Selon le magazine +972, l’armée israélienne a ainsi revu l’ensemble de ces critères de ciblages et s’autorise désormais à mener des frappes « sur des résidences où vit un seul membre du Hamas, même s’il s’agit d’agents subalternes » du mouvement. De même, le nombre de victimes collatérales autorisées dans le cadre d’une attaque pour cibler un seul responsable du Hamas serait passé de « dizaines de morts » à « des centaines », d’après +972. Ces choix ont abouti à la destruction d’immeubles entiers pour une seule cible répertoriée, comme l’a montré la frappe sur le camp de réfugiés de Jabaliya, le 31 octobre, qui visait selon l’armée « l’un des dirigeants de l’attaque terroriste du 7 octobre » et a fait 126 morts, selon le collectif Airwars.
Alors que l’intelligence artificielle, présente dans de très nombreux systèmes d’armes aujourd’hui, est d’ordinaire mise en avant par les milieux militaires comme une manière d’avoir une plus grande retenue dans l’usage de la force, car elle permet d’être plus précise dans la frappe, « là c’est précisément l’inverse », reprend Mme de Roucy-Rochegonde. Une approche inhabituelle, qui, au-delà des critiques qu’elle suscite, peut aussi être une manière pour Tsahal, selon la chercheuse, « de revoir la façon de calculer la proportionnalité d’une frappe ciblée, comme le réclame le droit international humanitaire, et en même temps d’essayer de faire accepter une part plus importante de dégâts collatéraux ».
« C’est aussi un message très clair au Hamas.
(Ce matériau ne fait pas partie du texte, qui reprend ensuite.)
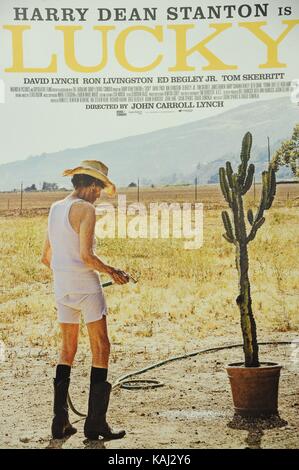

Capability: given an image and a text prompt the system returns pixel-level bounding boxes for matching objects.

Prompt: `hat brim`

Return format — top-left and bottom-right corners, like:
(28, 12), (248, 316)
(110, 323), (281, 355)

(63, 166), (116, 196)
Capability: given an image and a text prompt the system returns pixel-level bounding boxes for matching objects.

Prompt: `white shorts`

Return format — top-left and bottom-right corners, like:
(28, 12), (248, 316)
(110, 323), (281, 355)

(56, 292), (108, 323)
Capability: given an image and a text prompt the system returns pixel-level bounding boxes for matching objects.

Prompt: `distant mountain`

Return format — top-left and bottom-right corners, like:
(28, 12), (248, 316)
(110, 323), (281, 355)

(0, 98), (299, 191)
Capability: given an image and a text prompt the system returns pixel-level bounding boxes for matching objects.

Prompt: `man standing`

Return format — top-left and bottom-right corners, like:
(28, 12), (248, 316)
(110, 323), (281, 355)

(41, 160), (129, 439)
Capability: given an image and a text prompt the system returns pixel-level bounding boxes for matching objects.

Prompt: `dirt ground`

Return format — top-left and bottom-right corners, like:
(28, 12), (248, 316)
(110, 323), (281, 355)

(0, 333), (299, 449)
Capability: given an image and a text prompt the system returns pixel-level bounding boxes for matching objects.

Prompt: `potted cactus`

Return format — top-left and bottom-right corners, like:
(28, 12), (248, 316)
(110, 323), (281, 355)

(219, 132), (281, 416)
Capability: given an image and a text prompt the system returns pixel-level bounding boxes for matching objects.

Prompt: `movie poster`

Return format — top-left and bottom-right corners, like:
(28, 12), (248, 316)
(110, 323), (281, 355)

(0, 0), (299, 456)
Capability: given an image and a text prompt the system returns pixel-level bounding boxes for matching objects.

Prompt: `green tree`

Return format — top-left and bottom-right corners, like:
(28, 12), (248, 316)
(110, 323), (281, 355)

(271, 124), (299, 177)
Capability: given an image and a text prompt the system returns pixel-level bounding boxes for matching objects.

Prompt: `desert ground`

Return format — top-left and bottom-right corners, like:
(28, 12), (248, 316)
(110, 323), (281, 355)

(0, 184), (299, 449)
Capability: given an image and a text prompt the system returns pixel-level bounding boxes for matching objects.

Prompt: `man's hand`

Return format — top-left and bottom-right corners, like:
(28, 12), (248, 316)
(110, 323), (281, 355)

(109, 267), (130, 284)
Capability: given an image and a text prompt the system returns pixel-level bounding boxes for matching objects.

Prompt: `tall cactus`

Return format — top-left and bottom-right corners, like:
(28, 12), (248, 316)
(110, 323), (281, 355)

(219, 132), (276, 367)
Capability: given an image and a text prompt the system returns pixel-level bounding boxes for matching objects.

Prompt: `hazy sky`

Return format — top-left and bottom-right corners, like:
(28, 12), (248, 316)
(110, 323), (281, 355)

(0, 0), (299, 163)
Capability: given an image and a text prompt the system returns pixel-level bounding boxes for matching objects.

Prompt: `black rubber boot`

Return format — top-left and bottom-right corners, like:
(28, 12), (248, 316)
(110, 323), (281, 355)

(84, 382), (126, 440)
(52, 379), (77, 439)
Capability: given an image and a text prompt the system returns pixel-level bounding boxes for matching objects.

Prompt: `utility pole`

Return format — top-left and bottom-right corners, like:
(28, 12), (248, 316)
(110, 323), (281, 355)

(20, 182), (23, 215)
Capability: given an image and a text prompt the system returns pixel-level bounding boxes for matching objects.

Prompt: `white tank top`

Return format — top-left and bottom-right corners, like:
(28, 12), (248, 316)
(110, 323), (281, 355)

(48, 197), (101, 299)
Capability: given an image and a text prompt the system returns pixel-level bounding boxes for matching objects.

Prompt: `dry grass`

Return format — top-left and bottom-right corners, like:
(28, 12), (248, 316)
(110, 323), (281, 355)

(0, 187), (299, 360)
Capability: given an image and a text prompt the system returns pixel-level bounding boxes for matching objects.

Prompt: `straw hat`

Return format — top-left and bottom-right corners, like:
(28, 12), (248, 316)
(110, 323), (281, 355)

(63, 160), (116, 196)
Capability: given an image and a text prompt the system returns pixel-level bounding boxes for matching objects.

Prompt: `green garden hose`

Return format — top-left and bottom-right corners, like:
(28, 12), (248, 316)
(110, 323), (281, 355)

(68, 341), (292, 418)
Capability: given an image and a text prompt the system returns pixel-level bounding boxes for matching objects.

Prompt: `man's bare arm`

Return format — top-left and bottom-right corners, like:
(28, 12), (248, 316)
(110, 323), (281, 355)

(79, 204), (129, 284)
(41, 233), (52, 269)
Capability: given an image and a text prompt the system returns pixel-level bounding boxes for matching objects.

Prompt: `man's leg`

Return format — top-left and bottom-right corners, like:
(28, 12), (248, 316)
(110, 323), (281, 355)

(84, 315), (125, 439)
(52, 323), (79, 439)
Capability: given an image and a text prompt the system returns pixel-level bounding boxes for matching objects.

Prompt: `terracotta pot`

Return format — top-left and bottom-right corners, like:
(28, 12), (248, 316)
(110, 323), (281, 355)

(226, 362), (281, 417)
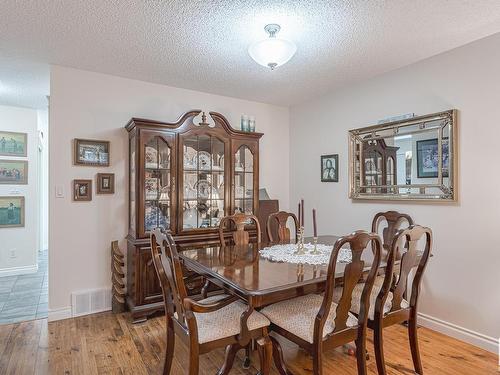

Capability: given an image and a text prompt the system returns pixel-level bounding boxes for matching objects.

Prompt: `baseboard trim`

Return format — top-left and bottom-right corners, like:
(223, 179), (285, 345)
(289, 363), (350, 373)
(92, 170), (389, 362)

(418, 313), (499, 354)
(0, 264), (38, 277)
(49, 306), (73, 322)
Une façon de dire “on sait tout sur vous et on va tous vous éliminer” », poursuit M. Nocetti, qui y voit la traduction directe de la « fuite en avant » du premier ministre israélien, Benyamin Nétanyahou, deux mois après le choc de l’attaque du 7 octobre, marquée par les défaillances de la stratégie du tout-technologique israélien. « C’est aussi une prise de risque de la part du leadership israélien, qui peut effriter une partie du soutien de la communauté internationale, notamment des Etats-Unis, où la question des dégâts collatéraux prend de plus en plus d’importance », ajoute le chercheur.